The Dallas Cowboys quarterback torched the Bears' defense back in Week 3 in 2007, passing for 329 yards and a pair of touchdowns.
"We had a lot of opportunities to get him down," Bears linebacker Lance Briggs said of that game. "Just looking over that first half, there might have been four or five missed sacks. You add those in to our defensive effort, and it's a different game. We put ourselves in better field position, maybe we give the offense the ball with better field position to score or we get more field goals. That's why he's so dangerous."
Romo's ability to avoid the rush is his trademark.
Since 2008, Romo has completed 59.3 percent of his passes while posting a quarterback rating of 91.6 when teams send five or more rushers his way, according to ESPN Stats and Information.
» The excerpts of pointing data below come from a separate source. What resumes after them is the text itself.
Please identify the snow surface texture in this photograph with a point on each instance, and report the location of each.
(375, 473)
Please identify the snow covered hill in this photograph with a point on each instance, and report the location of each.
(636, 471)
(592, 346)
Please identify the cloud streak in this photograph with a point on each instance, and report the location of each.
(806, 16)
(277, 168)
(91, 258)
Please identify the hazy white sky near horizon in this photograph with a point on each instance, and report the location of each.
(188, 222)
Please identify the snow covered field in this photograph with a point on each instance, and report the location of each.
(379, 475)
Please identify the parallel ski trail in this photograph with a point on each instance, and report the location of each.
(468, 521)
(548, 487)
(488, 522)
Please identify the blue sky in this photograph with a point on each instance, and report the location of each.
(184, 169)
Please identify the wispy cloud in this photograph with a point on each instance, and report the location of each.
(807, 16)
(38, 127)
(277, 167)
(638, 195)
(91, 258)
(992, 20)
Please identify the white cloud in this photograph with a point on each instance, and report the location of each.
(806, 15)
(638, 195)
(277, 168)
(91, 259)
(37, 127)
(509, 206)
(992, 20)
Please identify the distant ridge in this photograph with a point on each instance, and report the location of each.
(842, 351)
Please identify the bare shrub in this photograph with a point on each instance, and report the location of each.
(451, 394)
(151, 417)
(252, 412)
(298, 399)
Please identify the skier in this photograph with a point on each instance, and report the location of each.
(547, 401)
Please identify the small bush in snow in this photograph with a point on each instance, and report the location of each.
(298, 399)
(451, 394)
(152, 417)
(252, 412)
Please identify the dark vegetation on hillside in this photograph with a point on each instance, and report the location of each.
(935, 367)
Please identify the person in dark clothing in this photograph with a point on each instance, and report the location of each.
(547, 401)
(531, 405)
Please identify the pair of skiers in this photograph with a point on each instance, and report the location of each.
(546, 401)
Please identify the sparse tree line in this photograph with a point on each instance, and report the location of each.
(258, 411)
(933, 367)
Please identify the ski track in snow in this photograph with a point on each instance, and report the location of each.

This poses an interesting dilemma for the Bears because they generally shy away from sending that much pressure -- they rushed five defenders on only 30 percent of Detroit's pass plays last Sunday at Soldier Field.
But if Romo is left to simply sit in the pocket, he can chose from a variety of weapons, including Jason Witten, Miles Austin, Roy Williams, Dez Bryant or one of the three talented Dallas running backs.
If the Bears decide to blitz, they better be successful, because when a quarterback can keep a play alive, it usually makes life difficult for defensive backs, who are then forced to cover their receivers for an extended period of time.
"I'm confident in our front four," Bears cornerback Charles Tillman said. "It's a level rush. As far as covering guys a little longer, I think Julius Peppers and those guys will get after Romo pretty well. I think they'll make my job a lot easier."
Romo's favorite target the past two seasons when blitzed is clearly Austin. According to ESPN Stats and Information, Romo has completed 70.9 percent of passes intended for Austin when teams send five or more defenders at the quarterback. On those plays in questions, Austin has averaged 13.2 yards per reception and scored four touchdowns.